The cold marble pushed against my bare skin, always there, always reminding me of where I was, of what had just happened. My muscles screamed, every tiny part of them protesting, a choir of pain that echoed inside my head. I could still feel the touches that weren't there anymore, the rough hands, the violating push, even though they were gone.

The air itself felt heavy, thick with the lingering smell of sweat, blood, and something else, something nasty and sickening that made my stomach turn. I just wanted to disappear, to just melt into the stone floor and stop existing.

I never knew Kade was still watching from the door, but I kept mumbling words, a broken list of my suffering. "It hurts so much," I said again and again, like a broken doll, those were the only words my mind could make.

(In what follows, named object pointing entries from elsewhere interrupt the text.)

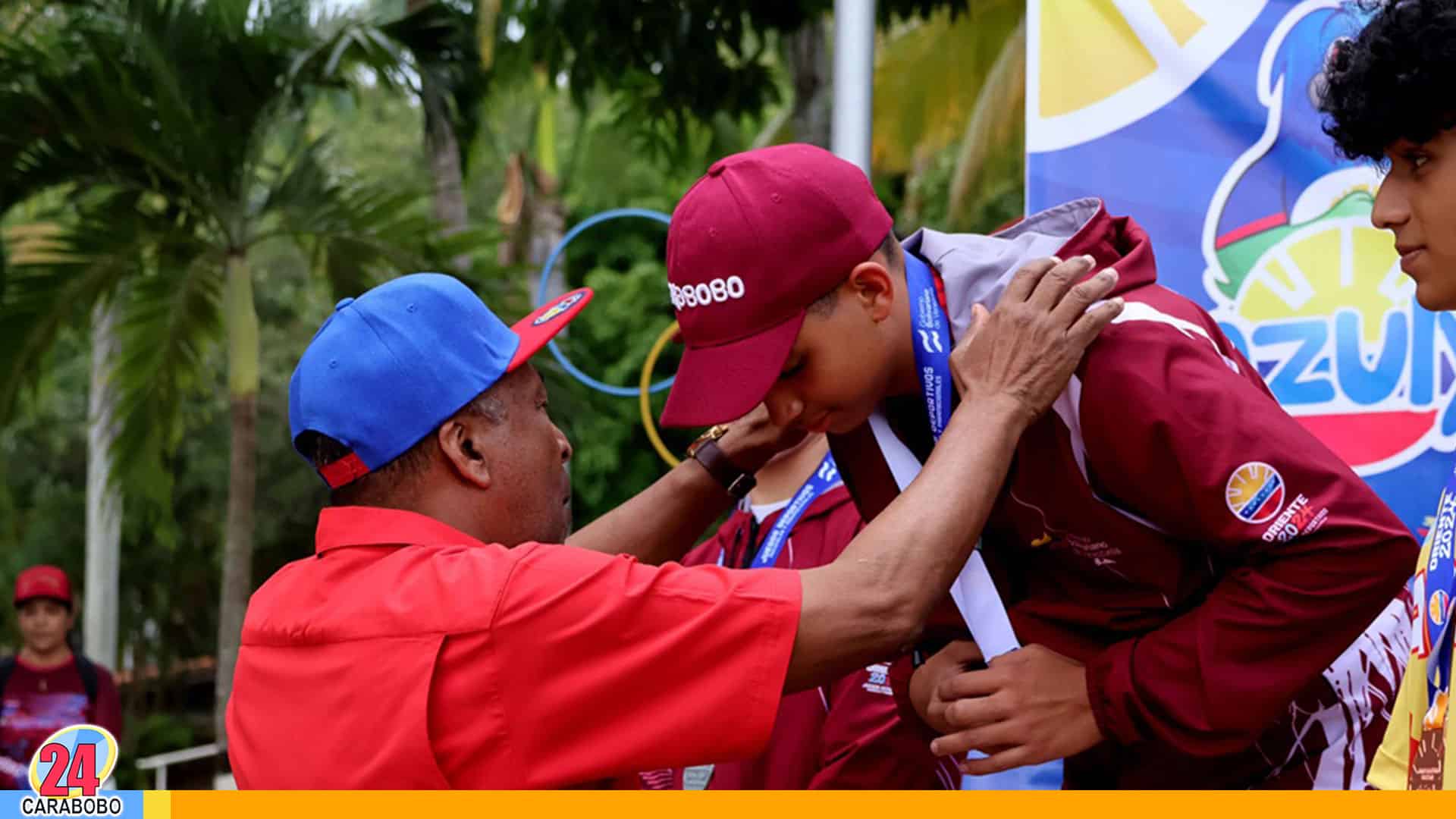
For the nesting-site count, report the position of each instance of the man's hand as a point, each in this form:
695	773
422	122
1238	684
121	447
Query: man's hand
925	684
1024	352
1028	707
753	441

My voice was raw, scraped, just barely a whisper. I didn't know if he was there, if anyone was there. I just needed to say it, to let out the unbearable pain that filled me. Every breath was a struggle, every heartbeat a new wave of agony. My eyes were blurry from tears, the big hall looked twisted and scary, a blur of dark stone and tall shadows. It was night already. I was lost in my own pain, stuck inside my own body.

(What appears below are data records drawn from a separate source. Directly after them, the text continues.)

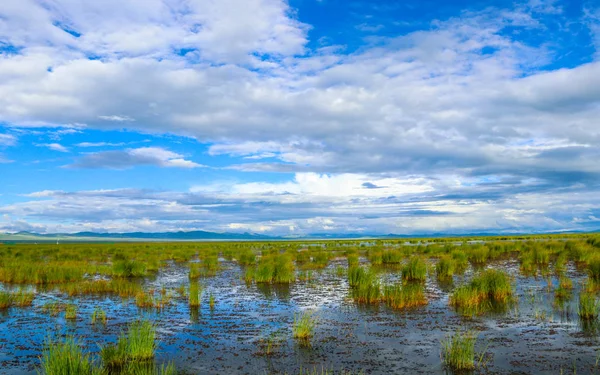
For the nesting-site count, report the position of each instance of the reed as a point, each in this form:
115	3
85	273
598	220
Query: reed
458	351
445	267
67	358
405	296
490	289
5	300
304	326
589	306
593	268
129	269
194	294
99	316
138	345
71	312
415	269
479	255
23	298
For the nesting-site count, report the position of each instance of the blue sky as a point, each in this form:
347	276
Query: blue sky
299	117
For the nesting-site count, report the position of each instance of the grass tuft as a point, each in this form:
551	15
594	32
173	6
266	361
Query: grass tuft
458	351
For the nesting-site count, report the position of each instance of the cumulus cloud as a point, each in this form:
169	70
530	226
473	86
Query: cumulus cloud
54	147
128	158
463	124
312	203
7	140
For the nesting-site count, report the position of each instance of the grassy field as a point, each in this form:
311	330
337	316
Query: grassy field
383	274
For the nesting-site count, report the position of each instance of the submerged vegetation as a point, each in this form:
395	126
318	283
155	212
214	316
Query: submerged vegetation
491	289
394	276
458	351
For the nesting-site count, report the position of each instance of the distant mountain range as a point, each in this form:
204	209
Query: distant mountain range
199	235
181	235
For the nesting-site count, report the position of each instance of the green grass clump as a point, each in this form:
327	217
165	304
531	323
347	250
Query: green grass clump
593	266
99	316
129	268
445	267
134	368
391	257
139	345
461	260
67	358
479	254
194	295
366	288
247	257
144	300
304	326
356	275
211	301
5	300
589	306
71	312
23	298
415	269
367	292
404	296
458	351
490	289
275	269
352	259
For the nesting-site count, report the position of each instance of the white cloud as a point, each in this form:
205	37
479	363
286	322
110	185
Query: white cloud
54	147
7	140
128	158
460	125
100	144
116	118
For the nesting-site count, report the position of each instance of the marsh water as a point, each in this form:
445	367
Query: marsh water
535	336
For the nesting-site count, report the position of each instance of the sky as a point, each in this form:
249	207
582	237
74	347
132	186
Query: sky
300	117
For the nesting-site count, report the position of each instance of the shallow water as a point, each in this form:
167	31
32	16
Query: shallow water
374	340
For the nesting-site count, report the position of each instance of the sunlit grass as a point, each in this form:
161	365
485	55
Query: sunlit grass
304	326
67	358
458	351
490	289
415	269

Then, his voice. Cold, sharp, cutting through my foggy misery like a knife. "What a useless peasant I brought that couldn't do her job right."

When I heard his voice, my heart jumped, a painful lurch in my chest. It felt like a punch, a reminder that even though I was broken, I was still just a tool, I never bargained for, something he owned, and a broken one at that. Shame, hot and bitter, washed over me, mixing with the pain.

I tried to lift myself up, to push off the cold floor, but my muscles screamed, refusing to listen. My arms shook, useless, my legs felt like jelly. I couldn't do it. But I tried so hard, pushing with every last bit of strength I had, a desperate, useless try to get back some bit of dignity, to show him I wasn't completely broken, even if I was. I pushed, gritting my teeth, until I was halfway up, leaning on my elbows, my body shaking wildly.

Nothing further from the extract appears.